What Lysol Used to Be Made Of
Early Lysol, first sold in the late 1800s, was a very different product. Its original formula was based on cresol, a coal-tar derivative related to phenol (carbolic acid). Cresol is a harsh chemical that was effective at killing germs but also caused inflammation, chemical burns, and in cases of ingestion or heavy exposure, death. It was widely used as a medical and household disinfectant well into the twentieth century, but the significant health risks eventually pushed manufacturers to reformulate.
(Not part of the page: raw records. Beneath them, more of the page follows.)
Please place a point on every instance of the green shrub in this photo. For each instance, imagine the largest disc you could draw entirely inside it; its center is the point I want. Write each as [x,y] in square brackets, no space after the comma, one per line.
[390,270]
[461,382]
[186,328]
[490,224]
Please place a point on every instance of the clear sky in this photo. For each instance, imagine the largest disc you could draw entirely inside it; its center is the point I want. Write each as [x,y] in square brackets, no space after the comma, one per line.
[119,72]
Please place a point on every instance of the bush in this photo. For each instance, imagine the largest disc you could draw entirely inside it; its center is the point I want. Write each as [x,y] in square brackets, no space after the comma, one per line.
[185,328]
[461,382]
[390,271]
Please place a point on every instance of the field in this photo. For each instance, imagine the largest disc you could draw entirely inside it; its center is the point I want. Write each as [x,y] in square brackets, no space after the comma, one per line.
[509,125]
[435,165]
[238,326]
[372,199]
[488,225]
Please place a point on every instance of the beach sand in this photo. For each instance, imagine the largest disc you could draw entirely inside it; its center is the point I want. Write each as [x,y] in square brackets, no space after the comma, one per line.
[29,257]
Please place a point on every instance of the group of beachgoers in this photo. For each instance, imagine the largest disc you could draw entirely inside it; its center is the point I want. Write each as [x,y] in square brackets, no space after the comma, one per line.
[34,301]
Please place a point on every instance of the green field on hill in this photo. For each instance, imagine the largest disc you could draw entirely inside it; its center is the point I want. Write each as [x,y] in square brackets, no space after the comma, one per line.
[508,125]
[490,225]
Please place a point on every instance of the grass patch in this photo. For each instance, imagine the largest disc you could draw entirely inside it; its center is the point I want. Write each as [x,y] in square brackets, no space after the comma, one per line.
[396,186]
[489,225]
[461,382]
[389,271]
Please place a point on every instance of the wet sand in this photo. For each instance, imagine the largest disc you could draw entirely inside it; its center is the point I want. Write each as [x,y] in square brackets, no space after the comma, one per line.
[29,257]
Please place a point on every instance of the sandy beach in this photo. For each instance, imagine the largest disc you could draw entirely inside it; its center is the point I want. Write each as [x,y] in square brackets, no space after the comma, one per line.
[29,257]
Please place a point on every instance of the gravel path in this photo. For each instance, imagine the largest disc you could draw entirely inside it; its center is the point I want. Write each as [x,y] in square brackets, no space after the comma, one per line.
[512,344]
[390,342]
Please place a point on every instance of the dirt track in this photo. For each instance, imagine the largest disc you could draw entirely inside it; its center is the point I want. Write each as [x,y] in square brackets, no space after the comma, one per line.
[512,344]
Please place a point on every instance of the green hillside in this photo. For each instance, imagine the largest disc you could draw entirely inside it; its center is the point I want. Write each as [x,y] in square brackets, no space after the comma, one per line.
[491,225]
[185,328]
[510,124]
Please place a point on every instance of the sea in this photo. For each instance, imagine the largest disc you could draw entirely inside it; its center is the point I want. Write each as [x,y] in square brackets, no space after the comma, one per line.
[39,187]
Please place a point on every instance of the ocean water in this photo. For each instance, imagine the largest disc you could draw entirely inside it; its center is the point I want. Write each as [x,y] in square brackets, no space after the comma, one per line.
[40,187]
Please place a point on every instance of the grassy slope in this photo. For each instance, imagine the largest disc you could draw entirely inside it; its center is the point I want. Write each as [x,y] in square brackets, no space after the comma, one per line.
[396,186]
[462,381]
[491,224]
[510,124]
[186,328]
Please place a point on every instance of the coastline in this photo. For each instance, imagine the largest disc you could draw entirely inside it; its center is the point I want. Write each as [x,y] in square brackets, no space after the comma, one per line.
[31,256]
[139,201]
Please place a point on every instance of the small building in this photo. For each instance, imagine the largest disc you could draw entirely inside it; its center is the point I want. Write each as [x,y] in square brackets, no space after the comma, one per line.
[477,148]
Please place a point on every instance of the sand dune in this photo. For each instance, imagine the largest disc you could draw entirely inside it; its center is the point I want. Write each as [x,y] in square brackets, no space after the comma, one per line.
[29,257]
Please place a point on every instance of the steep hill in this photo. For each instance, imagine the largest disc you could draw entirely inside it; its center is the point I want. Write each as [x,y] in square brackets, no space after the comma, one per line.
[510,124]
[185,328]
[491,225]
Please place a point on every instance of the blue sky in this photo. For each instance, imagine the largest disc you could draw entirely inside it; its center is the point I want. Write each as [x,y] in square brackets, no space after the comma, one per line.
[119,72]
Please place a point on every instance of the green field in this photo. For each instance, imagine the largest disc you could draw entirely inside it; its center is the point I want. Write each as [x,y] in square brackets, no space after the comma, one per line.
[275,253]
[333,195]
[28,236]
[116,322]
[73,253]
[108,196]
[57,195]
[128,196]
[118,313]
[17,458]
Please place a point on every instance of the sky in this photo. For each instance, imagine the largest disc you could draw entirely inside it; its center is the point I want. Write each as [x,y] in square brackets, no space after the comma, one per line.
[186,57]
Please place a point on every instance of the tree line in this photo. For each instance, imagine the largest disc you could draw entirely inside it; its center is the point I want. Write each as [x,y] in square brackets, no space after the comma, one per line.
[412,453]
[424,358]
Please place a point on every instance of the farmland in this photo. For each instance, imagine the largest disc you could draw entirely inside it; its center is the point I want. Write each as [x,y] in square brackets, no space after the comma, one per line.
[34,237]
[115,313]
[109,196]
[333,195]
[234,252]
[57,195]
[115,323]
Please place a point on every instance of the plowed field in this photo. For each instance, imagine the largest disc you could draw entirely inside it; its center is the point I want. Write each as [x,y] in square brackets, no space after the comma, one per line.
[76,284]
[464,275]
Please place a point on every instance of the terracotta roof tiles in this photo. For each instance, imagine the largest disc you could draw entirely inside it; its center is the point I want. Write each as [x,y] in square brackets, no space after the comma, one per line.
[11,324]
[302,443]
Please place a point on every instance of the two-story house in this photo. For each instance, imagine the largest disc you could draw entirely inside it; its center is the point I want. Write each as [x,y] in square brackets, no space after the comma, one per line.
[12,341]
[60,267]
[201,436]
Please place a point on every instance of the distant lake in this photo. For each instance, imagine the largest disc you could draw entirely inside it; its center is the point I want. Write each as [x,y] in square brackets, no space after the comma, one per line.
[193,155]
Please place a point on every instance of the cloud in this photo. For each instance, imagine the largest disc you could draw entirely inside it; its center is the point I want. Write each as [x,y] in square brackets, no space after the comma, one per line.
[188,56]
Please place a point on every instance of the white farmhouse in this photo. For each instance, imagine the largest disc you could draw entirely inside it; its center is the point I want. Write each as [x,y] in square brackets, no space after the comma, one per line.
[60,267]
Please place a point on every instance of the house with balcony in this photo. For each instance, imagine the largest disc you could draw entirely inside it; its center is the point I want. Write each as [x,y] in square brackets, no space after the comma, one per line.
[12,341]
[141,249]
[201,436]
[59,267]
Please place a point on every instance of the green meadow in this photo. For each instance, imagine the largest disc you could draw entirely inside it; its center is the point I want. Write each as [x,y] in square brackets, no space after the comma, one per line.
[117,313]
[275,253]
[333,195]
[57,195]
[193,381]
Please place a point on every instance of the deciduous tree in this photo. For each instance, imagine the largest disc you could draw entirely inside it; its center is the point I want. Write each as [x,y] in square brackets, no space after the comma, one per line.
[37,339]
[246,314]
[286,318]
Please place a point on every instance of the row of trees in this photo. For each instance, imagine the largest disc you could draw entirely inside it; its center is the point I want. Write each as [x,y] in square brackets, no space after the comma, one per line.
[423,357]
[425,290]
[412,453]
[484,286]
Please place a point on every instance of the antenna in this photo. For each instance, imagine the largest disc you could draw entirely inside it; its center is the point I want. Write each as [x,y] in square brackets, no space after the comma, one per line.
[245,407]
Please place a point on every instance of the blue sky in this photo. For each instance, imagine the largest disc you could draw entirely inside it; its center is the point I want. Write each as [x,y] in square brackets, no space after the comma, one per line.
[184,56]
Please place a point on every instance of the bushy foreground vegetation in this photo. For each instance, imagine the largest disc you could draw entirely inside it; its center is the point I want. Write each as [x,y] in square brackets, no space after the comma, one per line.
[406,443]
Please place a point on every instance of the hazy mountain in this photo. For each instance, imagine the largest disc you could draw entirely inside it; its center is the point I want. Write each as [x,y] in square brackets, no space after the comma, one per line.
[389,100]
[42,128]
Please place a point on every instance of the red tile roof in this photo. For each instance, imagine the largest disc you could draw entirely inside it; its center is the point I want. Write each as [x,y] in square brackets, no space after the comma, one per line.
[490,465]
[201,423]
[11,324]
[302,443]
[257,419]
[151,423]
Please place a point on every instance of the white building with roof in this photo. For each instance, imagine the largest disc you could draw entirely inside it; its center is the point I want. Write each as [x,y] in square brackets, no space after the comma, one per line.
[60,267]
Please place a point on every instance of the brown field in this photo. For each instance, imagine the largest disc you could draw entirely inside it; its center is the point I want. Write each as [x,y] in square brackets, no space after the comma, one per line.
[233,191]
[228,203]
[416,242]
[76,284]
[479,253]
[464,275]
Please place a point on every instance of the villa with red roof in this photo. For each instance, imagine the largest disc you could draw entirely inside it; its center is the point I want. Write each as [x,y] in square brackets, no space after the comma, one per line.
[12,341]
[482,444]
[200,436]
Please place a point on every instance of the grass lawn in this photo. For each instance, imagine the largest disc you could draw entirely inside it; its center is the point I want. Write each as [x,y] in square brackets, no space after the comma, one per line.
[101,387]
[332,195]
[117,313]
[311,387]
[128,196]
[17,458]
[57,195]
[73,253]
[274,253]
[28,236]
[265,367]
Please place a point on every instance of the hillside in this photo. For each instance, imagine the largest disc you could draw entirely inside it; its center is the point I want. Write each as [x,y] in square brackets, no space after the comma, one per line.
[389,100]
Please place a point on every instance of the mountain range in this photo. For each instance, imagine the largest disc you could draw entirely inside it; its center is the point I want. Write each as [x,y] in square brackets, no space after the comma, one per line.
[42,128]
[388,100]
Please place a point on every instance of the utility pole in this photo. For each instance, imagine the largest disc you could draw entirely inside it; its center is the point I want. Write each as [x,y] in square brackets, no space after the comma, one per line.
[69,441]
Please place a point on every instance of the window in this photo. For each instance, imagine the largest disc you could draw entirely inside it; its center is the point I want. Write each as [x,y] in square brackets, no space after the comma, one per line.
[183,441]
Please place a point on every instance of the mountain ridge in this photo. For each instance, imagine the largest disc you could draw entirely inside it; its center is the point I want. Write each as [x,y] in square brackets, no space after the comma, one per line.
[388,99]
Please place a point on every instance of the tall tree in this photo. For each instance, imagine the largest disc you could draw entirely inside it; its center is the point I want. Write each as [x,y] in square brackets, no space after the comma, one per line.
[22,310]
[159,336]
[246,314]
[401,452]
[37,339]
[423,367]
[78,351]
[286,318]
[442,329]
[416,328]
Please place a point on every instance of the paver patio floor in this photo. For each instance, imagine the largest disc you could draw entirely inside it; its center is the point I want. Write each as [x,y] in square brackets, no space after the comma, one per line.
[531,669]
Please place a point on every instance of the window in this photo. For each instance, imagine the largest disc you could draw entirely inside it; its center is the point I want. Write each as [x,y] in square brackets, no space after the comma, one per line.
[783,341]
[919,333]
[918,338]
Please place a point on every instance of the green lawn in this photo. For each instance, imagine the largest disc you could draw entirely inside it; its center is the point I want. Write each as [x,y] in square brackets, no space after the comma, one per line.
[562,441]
The transition to the quaternary ammonium compounds used today made the product far safer for everyday household use.
Safety Profile of Modern Formulas
Modern Lysol products are categorized as low acute toxicity. The safety data sheet for Lysol All Purpose Cleaner shows an oral LD50 (the dose lethal to 50 percent of test animals) above 5,000 mg per kg of body weight in rats, which places it in the lowest toxicity category. Skin absorption toxicity is similarly low, above 5,050 mg/kg. For comparison, any substance with an oral LD50 above 5,000 mg/kg is generally considered practically non-toxic in regulatory terms.
That said, the aerosol spray poses more inhalation risk than the liquid cleaner simply because you’re breathing in a fine mist of ethanol and propellant gases. Spraying in a well-ventilated room and leaving the area briefly while the product does its work reduces exposure. The quaternary ammonium compounds themselves can irritate skin with prolonged direct contact, which is why the liquid cleaners are meant to be diluted before use on large surfaces.
One concern that has drawn scientific attention is that widespread, low-level exposure to quaternary ammonium compounds may contribute to antibiotic resistance in bacteria. Research published through the American Society for Microbiology has shown that the same mechanism bacteria use to resist quats, reducing the negative charge on their outer membranes, also helps them resist certain antibiotics. This doesn’t mean using Lysol at home is dangerous, but it’s part of a broader conversation about how routine disinfectant use shapes microbial populations over time.